So for the case with,

running notebooks in different environments, there's definitely

a gap in today

on

But for us, we have our own isolated,

kind of shared container that has 95% of the dependencies that we need, and we keep that updated constantly. And this is for the, like, average user just goes and uses this container. And this container generally has everything they would want to run-in there, and it's like a couple gigs. And we launch all of our, like, big data platform services on top of the same image so that you get a very consistent experience for execution. When you're not in 1 of those cases, it gets a little trickier. And there, we we will do things like

specify the requirements into an image or into a baked AMI that you're gonna run on top of instead. But that requires a lot more forethought for the users, so it's generally more of an advanced case. Ideally, we we wanna keep iterating on how you'd express these things and really bake it into the Jupyter,

ecosystem in the long term, a better way of expressing your your dependencies or your requirements in a, you know, kind of uniform manner. And so

that brings me to the question

of what you have built in terms of the broader technical

infrastructure to be able to support this workflow of using Jupyter Notebooks for scheduling and executing various tasks across the different roles at Netflix?

Yeah. And as much as we've, you know, we actually had, like, the blog posts and some other talks we've done about the infrastructure here, but the reality of that picture is that we're really reusing a lot of the infrastructure that's already in our ecosystem.

So, like, the scheduling tool that we're using. We're reusing an existing scheduling tool and just extending it with this concept of translating

all the parameters and,

and environment context into a papermill argument so that, you know, it passes properly.

And then on the sort of visual representation side of what what actually executed and when, a lot of this ends up being baked into our internal,

portal tools that are already there for displaying other types of work.

So, really, a lot of the infrastructure we've done on the on our platform has just been extending each of those little platform pieces so that they have awareness to how to link over to, a rendering of a notebook

and how to, like,

link that rendered notebook back into the system.

So the new infrastructure we've had to deploy is really around keeping a,

the ability to deploy

dedicated and ad hoc Jupyter Servers so that we can have servers up that are live and iterative.

And then also we've put up, through another interactive open source tool, We use, Commuter, which is a good read only interface for notebooks.

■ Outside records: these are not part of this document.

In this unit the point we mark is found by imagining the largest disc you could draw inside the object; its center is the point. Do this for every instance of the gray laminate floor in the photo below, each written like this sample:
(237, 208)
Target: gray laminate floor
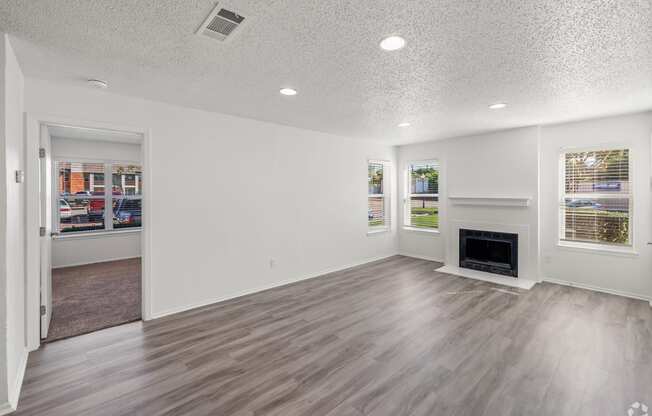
(389, 338)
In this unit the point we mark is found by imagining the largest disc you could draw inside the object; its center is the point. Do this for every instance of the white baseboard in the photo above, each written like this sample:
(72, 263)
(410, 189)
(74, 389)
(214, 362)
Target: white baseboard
(95, 262)
(520, 282)
(171, 311)
(599, 289)
(420, 256)
(14, 391)
(5, 409)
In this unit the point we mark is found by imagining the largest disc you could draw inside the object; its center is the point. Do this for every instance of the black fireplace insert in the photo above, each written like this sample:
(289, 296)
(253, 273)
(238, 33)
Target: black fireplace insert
(489, 251)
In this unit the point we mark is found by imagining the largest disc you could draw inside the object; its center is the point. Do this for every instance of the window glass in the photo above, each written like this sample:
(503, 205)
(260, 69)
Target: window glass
(422, 205)
(377, 203)
(597, 200)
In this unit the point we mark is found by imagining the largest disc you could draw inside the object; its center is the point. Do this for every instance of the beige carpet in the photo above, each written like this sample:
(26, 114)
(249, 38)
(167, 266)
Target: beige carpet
(94, 296)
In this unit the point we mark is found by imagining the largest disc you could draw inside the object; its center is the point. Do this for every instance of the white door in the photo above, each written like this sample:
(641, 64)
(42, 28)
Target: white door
(45, 185)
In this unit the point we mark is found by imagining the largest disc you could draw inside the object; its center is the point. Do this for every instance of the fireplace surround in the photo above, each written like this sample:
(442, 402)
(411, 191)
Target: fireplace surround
(489, 251)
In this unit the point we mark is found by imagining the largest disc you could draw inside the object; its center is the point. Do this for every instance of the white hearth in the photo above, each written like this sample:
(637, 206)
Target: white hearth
(519, 282)
(527, 269)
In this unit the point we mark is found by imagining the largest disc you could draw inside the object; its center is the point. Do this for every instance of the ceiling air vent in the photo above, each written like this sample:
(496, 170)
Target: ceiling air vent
(220, 24)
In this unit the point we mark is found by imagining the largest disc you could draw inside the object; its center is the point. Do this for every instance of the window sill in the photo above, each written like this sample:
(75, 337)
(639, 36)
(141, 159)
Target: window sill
(96, 234)
(422, 230)
(598, 248)
(375, 231)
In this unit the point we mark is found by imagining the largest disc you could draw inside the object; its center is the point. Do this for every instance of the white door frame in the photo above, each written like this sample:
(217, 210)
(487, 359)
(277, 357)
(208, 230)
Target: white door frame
(33, 123)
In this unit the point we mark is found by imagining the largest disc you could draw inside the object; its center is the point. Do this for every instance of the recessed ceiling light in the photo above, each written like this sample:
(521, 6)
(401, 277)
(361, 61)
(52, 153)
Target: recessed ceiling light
(288, 91)
(392, 43)
(98, 83)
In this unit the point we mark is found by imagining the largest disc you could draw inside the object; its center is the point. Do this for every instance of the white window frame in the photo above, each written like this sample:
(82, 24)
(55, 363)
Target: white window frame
(627, 248)
(408, 194)
(108, 197)
(386, 195)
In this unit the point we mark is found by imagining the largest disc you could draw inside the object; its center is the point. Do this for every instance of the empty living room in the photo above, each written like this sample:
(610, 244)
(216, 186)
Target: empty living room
(325, 208)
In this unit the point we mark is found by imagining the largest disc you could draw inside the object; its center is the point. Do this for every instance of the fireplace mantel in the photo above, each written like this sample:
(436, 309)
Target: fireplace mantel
(491, 201)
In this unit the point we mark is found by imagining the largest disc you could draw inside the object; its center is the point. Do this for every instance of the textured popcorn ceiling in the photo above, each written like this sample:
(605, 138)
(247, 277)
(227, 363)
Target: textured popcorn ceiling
(551, 60)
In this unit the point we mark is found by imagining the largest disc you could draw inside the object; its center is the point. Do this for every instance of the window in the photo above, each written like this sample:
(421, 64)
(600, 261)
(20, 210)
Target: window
(422, 202)
(127, 196)
(82, 196)
(378, 212)
(596, 201)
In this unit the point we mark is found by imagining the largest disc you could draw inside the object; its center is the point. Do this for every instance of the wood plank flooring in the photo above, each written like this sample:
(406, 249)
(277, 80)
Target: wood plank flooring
(392, 338)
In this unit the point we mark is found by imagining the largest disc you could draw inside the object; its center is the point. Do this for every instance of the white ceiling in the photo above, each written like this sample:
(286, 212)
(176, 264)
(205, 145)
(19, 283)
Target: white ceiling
(82, 133)
(551, 60)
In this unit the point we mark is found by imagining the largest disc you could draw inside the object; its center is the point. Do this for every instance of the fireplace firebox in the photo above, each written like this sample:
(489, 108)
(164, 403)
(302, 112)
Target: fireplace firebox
(489, 251)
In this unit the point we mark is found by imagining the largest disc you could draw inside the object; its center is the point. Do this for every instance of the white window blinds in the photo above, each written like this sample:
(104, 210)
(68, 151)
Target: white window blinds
(596, 201)
(377, 195)
(84, 195)
(422, 202)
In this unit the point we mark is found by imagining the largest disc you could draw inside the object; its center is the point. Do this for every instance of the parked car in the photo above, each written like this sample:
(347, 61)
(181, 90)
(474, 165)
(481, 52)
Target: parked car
(96, 206)
(583, 203)
(65, 212)
(69, 213)
(127, 213)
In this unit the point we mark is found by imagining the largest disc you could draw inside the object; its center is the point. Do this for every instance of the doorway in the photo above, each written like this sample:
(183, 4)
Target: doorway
(90, 197)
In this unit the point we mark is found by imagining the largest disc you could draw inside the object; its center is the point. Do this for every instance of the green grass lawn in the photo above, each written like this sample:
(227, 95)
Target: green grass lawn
(424, 217)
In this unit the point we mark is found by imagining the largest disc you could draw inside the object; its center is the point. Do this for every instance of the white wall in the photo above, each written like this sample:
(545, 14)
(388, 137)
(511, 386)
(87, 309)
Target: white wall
(63, 147)
(83, 249)
(630, 275)
(77, 250)
(497, 164)
(525, 162)
(12, 219)
(229, 194)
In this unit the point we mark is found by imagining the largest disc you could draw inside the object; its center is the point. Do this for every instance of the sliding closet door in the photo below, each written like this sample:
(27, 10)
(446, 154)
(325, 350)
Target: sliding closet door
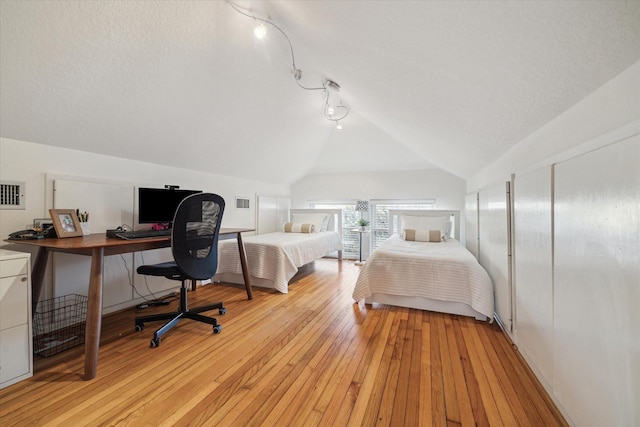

And we have a bunch of, a bunch of our assets all live in s 3 and are served through the the commuter interface and kind of like what happened

type mode. You can go look at any notebook without accidentally editing or or manipulating the source of truth. I'm trying to think what other, infrastructure we really had to bring up. And then, oh, the other infrastructure we had to do is actually more on the library side,

in sense of, like, we wanna support multiple types of kernels.

So, we've done we've been contributing more and more in the Scala space. We're trying to get the community to

unite around some Scala kernel improvements and and make that world better.

But most of our stuff is running on Python or r that's going to the notebook path.

And there, the the kernels are pretty well defined already, though we have some extensions for, like, connecting to specific platform capabilities.

In those cases, those were the types of things we had to actually focus on building,

and the the rest of the diagram kinda fits. It's like any other tool you would use. You know, we're using s 3 as our store for a lot of things. A lot of our other tools already understand the data that's there and how it's represented.

So at the end of the day, the infrastructure we had to add was less than sort of

the

abstraction concept that we're communicating and and expressing the users.

And you said that when you first started at Netflix, there was already some discussion and motivation for

going down this path of focusing a lot of your

use cases and workflows around Jupyter Notebooks. So I'm wondering what was the driving force behind that effort? Was there a particular team that had a

specific pain that they were trying to address? And once you did have some momentum behind the implementation,

was there any difficulty

in getting other teams to buy into this new technical platform?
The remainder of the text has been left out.